This is the mail archive of the
systemtap@sourceware.org
mailing list for the systemtap project.
[PATCH v2] Fix tokenize function and test.
- From: Przemyslaw Pawelczyk <przemyslaw at pawelczyk dot it>
- To: systemtap at sourceware dot org
- Date: Thu, 18 Jun 2009 01:50:31 +0200
- Subject: [PATCH v2] Fix tokenize function and test.
- Mail-from: e890bb6d3a994aff48f317fe5cf8c5ccee939a09 Mon Sep 17 00:00:00 2001
- References: <1244863762.20494.8055@debian> <1244896709.407628.14220@debian>
Previous implementation was error-prone, because allowed returning empty
tokens (mimiced strsep()), which is fine if there is a NULL semantic.
Unfortunately SystemTap doesn't provide it in scripts and has only blank
string (""), therefore testing against it was misleading.
The solution is to return only non-empty tokens (mimic strtok()).
* tapset/string.stp: Fix tokenize.
* testsuite/systemtap.string/tokenize.stp: Improve and add case with
more than one delimiter in the delim string.
* testsuite/systemtap.string/tokenize.exp: Ditto.
* stapfuncs.3stap.in: Update tokenize description.
* doc/langref.tex: Ditto.
---
doc/langref.tex | 4 +-
stapfuncs.3stap.in | 6 +-
tapset/string.stp | 23 ++++++---
testsuite/systemtap.string/tokenize.exp | 16 ++++++-
testsuite/systemtap.string/tokenize.stp | 75 +++++++++++++++++++-----------
5 files changed, 82 insertions(+), 42 deletions(-)
diff --git a/doc/langref.tex b/doc/langref.tex
index 5aefa27..5a149d1 100644
--- a/doc/langref.tex
+++ b/doc/langref.tex
@@ -3160,8 +3160,8 @@ General syntax:
tokenize:string (input:string, delim:string)
\end{verbatim}
\end{vindent}
-This function returns the next token in the given input string, where
-the tokens are delimited by one of the characters in the delim string.
+This function returns the next non-empty token in the given input string,
+where the tokens are delimited by characters in the delim string.
If the input string is non-NULL, it returns the first token.

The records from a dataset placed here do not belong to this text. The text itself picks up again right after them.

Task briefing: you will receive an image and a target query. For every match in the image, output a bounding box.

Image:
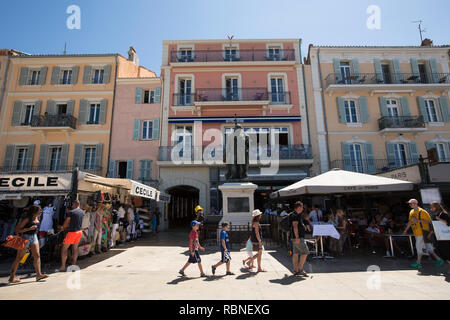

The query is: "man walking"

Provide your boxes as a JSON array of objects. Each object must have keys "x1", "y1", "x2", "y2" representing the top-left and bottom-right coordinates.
[
  {"x1": 290, "y1": 201, "x2": 311, "y2": 277},
  {"x1": 403, "y1": 199, "x2": 444, "y2": 270},
  {"x1": 57, "y1": 200, "x2": 85, "y2": 272}
]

If the input string
is NULL, it returns the next token in the string passed in the previous call
to tokenize. If no delimiter is found, the entire remaining input string
diff --git a/stapfuncs.3stap.in b/stapfuncs.3stap.in
index 518ff2b..3d88b2e 100644
--- a/stapfuncs.3stap.in
+++ b/stapfuncs.3stap.in
@@ -166,11 +166,11 @@ specified by base. For example, strtol("1000", 16) returns 4096. Returns 0 if
string cannot be converted.
.TP
tokenize:string (str:string, delim:string)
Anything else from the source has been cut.